Теперь-то вы понимаете, Станислав Максимович?

Теперь понимаешь. Но не подавай виду: разве столь гнусная мысль может сразу уложиться в целомудренной голове молодого ученого?

— Работа будет закончена в срок. — Ты обязан проинформировать руководство, раз оно заговорило об этом. — Первого апреля мы сдадим ее.

Поединок взглядов? Пожалуйста! — твои глаза голубы и невинны.

— Вы в этом уверены?

— Абсолютно.

Сколько вам лет, Станислав Максимович? Двадцать восемь? И вы не понимаете, о чем я? Да провалите вы эту чертову работу. Провалите — никто ведь вам слова не скажет. Вы старший научный сотрудник и отвечаете за себя. Только за себя, а не за отдел в целом. Загляните в план — кто отвечает за выполнение темы? Штакаян. С нею и разговор будет. Заслуги заслугами, но производство, уважаемая Маргарита Горациевна, не должно страдать. Нам очень жаль — и поверьте, мы говорим это не для красного словца, — но здоровье не позволяет вам дальше руководить отделом.

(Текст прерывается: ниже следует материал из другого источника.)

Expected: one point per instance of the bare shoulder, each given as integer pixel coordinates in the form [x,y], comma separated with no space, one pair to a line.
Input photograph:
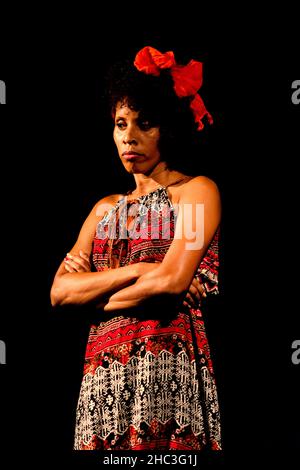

— Кроме вас, в этом не уверен никто.

Не понимаешь. Чужда твоему отвлеченному мышлению эта вульгарная заземленность. Ты там, в облаках, где лишь цифры да графики.

— В чем не уверен?

— В том, что работа будет закончена в срок. Во всяком случае, с вас за нее никто не спросит — это я вам гарантирую. Потом, когда вы станете заведующим отделом, — а это при известных условиях я вам гарантирую тоже, — мы будем спрашивать с вас в полную меру. Но это потом.